The problem so far is that I have taken notice that it seems like my plants want to hang onto the vegetative cycle longer than I had hoped. At first it I thought it was because I had a single wrong spectrum bulb in there, a 39W 4500k bulb, one of those bright whites that is between the blue and red spectrum. It took forever for them to begin flowering. And then when I finally switched spectrums, all my leaves turned yellow and fell off, and I got lots of bud almost immediately. Unfortunately I learned that the new bag of miracle gro I purchased and used in place of my organic soil tainted my results and burned my plants. Resulting in a batch of six plants with fluffy buds and horrible flavor. Glad it still works. ^.^

I had to remove -all- of the miracle grow soil. Rip out my three mothers, and replaced the soil with fox farm ocean forest. Thats where I am right now, waiting for my plants to take root in the new soil. I am afraid my White widow clone in the budder isn't going to make the transplant. Too much shock.. and she reeks of miracle grow. But no matter, I cloned it before putting it in.

Now comes the -really- interesting tidbit I gained from personal experience.
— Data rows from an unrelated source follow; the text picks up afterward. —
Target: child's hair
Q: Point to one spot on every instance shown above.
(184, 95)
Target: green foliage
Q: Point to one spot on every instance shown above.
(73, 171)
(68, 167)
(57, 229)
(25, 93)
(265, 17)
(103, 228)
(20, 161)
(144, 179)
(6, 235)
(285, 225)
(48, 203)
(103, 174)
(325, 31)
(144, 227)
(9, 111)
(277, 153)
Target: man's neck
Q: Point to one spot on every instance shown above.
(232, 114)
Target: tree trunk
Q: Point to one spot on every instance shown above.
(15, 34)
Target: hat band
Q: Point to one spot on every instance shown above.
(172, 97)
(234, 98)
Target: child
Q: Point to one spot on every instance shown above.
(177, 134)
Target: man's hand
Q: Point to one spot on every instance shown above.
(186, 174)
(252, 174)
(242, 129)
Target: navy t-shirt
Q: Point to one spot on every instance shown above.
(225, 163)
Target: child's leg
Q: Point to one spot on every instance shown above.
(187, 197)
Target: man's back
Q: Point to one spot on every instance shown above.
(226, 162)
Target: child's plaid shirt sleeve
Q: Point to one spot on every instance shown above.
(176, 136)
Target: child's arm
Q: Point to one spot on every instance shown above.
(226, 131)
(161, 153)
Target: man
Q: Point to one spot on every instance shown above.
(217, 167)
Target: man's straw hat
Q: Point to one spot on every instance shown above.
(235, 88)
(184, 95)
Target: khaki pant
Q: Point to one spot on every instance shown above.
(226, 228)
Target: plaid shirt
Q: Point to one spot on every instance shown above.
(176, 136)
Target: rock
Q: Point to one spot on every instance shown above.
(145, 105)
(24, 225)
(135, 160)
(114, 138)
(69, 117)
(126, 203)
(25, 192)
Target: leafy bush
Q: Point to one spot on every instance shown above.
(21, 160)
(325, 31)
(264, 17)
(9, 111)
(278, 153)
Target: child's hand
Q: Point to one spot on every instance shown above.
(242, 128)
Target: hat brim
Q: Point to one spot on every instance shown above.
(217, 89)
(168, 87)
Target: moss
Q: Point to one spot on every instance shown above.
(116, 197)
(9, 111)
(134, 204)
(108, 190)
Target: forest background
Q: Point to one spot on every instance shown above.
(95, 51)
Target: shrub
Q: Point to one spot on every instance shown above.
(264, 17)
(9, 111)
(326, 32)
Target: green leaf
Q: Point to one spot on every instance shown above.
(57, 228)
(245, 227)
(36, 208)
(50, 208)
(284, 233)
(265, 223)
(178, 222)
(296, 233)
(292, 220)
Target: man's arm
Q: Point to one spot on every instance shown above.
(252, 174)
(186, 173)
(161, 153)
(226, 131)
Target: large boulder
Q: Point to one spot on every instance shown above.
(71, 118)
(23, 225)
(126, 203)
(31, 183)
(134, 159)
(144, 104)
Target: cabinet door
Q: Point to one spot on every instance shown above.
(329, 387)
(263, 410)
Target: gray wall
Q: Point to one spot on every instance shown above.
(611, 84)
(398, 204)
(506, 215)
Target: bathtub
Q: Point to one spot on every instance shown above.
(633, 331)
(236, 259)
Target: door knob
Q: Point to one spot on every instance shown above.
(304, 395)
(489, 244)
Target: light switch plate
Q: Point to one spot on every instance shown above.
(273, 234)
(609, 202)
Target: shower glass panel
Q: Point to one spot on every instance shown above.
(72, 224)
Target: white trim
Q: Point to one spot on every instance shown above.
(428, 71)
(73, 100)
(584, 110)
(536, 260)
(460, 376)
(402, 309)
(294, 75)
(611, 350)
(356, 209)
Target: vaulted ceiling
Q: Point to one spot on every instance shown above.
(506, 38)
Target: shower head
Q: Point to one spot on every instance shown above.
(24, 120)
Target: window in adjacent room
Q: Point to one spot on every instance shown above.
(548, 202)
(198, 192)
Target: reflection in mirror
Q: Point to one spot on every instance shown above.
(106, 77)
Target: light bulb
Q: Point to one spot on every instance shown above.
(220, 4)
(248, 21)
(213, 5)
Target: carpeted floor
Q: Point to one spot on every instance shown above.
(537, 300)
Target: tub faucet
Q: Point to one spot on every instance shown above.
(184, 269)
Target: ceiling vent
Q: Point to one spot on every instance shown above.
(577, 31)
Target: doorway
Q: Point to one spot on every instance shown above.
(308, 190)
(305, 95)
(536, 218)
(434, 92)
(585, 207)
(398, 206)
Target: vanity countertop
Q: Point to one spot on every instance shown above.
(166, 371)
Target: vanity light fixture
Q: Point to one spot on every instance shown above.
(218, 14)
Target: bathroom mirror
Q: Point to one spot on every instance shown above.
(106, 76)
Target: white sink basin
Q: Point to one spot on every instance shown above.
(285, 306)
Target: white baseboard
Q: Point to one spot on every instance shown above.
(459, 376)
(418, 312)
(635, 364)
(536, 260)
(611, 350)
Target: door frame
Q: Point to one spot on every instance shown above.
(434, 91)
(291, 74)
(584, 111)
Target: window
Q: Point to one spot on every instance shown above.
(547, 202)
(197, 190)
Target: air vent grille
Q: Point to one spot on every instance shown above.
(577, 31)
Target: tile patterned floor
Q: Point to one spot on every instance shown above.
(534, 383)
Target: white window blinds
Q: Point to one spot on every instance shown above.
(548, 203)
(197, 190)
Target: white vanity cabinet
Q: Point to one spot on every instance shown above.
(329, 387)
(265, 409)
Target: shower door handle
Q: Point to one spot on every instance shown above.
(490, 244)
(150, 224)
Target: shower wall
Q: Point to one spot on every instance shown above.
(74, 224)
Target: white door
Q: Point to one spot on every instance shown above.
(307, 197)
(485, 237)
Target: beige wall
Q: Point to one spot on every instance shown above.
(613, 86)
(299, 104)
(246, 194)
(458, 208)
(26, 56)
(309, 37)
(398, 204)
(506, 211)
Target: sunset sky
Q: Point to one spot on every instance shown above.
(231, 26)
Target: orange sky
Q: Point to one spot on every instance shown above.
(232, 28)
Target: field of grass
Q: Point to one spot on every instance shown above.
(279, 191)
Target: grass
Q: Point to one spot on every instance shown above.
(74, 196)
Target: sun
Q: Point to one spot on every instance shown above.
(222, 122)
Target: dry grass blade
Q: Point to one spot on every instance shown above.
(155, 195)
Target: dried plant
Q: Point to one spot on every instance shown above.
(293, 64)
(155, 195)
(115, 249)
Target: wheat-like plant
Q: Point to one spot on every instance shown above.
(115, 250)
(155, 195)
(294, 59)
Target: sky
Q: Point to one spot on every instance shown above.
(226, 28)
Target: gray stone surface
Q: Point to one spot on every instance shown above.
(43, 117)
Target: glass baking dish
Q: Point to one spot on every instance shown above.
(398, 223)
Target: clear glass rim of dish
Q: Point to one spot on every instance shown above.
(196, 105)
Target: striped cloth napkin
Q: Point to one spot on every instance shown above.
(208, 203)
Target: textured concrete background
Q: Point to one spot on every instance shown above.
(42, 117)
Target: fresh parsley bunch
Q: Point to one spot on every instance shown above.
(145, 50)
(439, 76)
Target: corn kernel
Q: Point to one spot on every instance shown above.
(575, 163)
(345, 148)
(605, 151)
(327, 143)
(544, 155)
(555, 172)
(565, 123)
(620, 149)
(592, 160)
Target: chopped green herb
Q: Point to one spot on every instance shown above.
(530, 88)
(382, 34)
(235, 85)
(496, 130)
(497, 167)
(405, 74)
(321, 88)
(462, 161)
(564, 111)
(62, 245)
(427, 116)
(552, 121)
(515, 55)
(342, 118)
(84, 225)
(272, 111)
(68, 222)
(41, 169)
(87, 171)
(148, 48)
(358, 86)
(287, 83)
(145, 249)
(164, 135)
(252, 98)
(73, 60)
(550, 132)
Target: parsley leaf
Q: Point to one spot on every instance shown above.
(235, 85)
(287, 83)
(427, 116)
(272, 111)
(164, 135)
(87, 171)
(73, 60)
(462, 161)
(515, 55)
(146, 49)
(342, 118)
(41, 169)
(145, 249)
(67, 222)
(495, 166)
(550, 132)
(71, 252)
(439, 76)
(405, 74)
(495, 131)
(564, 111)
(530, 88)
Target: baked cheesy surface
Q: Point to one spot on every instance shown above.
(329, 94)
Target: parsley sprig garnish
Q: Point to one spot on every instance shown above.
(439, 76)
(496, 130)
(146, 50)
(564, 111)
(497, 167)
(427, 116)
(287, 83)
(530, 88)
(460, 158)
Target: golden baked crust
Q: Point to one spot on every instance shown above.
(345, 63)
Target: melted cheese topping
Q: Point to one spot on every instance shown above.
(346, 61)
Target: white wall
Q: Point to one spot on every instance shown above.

In order to make my second grow bud, and the ruined white widow clone, I removed the nasty 39W 4500K bright white bulb and exchanged it for a 13w orange party bulb as a "Helper" Thinking that it would put out the correct spectrum. And I swear, within 5 days those plants snapped out of confusion and started to bud immediately. Most notable was the white widow clone. Went from veg to bud in what seemed like a week. But its just one tiny 13w bulb. How can it make such a huge difference? I Dug deeper.. I created my own spectroscope, and looked at various lights. CFL bulbs almost always create ultraviolet, violet, aquamarine, green, yellow, red, and infrared. Even the 2700k bulbs. Then I looked at the orange party bulb. No ultraviolet. Instead it boasts the -entire- red spectrum. Green, yellow, orange, red and infrared and all between. It nearly perfectly mimics the spectrum of HPS.
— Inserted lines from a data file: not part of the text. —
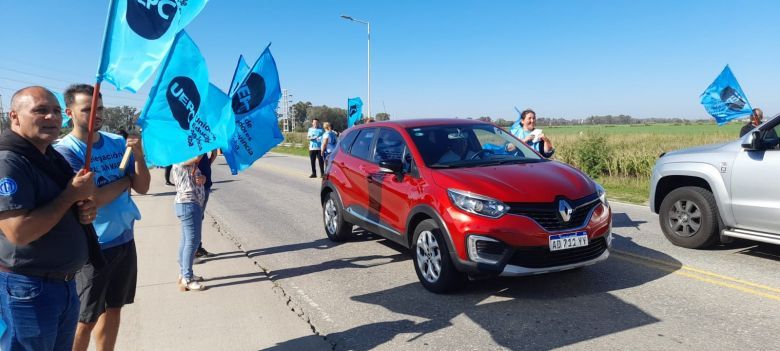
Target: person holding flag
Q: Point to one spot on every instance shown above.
(315, 146)
(532, 136)
(45, 230)
(103, 292)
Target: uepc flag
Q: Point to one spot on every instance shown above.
(138, 35)
(182, 117)
(354, 111)
(242, 68)
(724, 98)
(253, 110)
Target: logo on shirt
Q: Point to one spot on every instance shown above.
(8, 187)
(249, 95)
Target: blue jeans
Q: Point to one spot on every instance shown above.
(191, 216)
(40, 314)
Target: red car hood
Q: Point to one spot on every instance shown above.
(531, 182)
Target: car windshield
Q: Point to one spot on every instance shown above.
(469, 145)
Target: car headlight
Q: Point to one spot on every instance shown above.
(601, 193)
(477, 204)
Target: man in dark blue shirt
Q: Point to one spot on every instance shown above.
(43, 236)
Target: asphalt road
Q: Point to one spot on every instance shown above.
(364, 294)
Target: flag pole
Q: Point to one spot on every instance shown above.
(96, 93)
(91, 137)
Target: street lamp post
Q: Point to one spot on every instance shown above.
(368, 26)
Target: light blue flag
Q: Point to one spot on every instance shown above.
(354, 111)
(253, 109)
(138, 35)
(183, 115)
(724, 98)
(517, 127)
(61, 100)
(242, 68)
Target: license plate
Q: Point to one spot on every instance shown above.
(568, 241)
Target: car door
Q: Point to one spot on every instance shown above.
(358, 166)
(755, 196)
(392, 195)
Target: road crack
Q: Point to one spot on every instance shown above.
(287, 298)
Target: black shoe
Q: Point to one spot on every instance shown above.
(201, 252)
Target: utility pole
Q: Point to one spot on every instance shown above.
(285, 112)
(288, 113)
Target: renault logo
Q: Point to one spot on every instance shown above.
(565, 210)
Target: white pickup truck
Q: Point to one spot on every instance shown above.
(713, 193)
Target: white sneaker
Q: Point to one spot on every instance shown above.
(190, 285)
(196, 278)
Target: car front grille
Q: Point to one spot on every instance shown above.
(546, 214)
(542, 257)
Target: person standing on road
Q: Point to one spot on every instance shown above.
(103, 292)
(315, 146)
(204, 166)
(536, 140)
(190, 197)
(45, 230)
(168, 175)
(329, 140)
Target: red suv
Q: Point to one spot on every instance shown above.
(467, 197)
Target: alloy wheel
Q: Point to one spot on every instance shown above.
(331, 216)
(685, 218)
(429, 256)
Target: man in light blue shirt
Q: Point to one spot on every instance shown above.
(103, 292)
(315, 145)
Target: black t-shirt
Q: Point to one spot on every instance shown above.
(64, 247)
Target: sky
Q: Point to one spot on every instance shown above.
(564, 59)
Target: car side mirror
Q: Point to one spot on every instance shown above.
(391, 166)
(753, 142)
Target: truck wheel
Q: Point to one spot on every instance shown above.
(689, 217)
(432, 261)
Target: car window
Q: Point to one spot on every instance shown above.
(346, 141)
(771, 140)
(362, 146)
(390, 145)
(469, 145)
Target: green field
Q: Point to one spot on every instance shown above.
(620, 157)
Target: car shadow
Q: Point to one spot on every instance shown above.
(538, 312)
(622, 220)
(767, 251)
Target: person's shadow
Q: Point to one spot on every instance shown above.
(524, 313)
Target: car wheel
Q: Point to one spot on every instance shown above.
(432, 260)
(689, 217)
(333, 216)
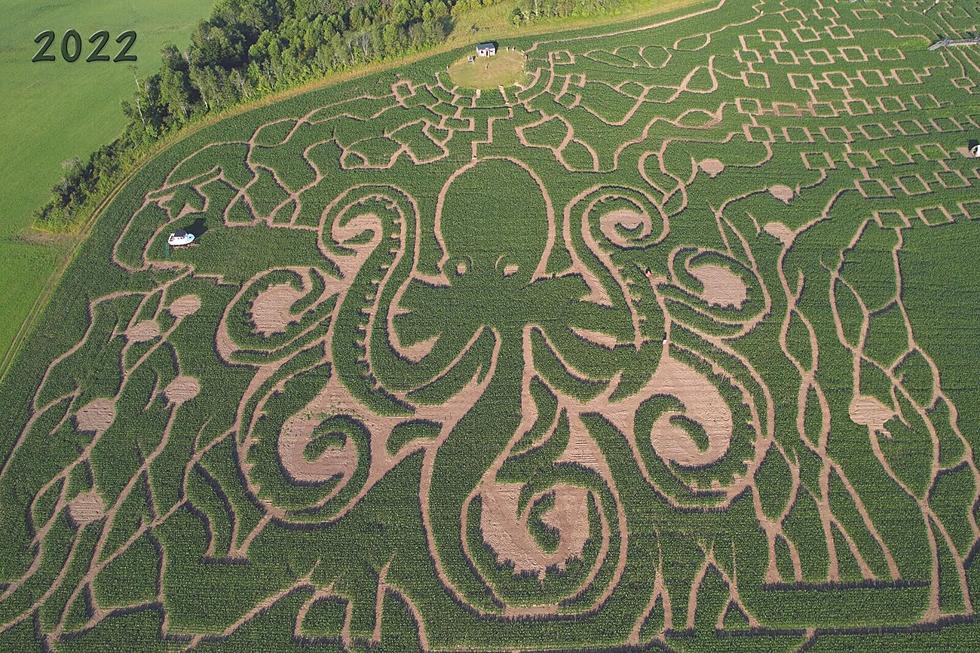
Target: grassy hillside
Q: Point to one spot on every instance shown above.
(55, 111)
Possible way to get the spectrum you need using less electricity? Or perhaps best to use alongside the regular 2700's as a "Helper" In order to shift the light in your growing area more towards the correct spectrum? Also I noticed the leaves on my plants turned yellow and started to dry up almost as soon as that single party bulb was introduced in along with the others. Again, damn miracle grow messing up the results. I am afraid to put the party bulb back in, fearing the reduced yield I might get from suddenly killing off all those leaves. I have a 9 month old super-cropped, LST Mother I call hairy Mary. Hairy because that's how things get when you smoke her. ;) I am budding her out in my improved grow space, and want to see those fat buds now, she only has a few small white pistils showing now, otherwise seems to be just growing more leaves. Nice dark, very fragrant sweet ones. I would sure Hate to lose a whole 9 months of growing by stunting her with a weird spectrum. But seeing those buds start to pop on my other white widow and the Hairy Mary is starting to become to hard to resist. Any input would be appreciated.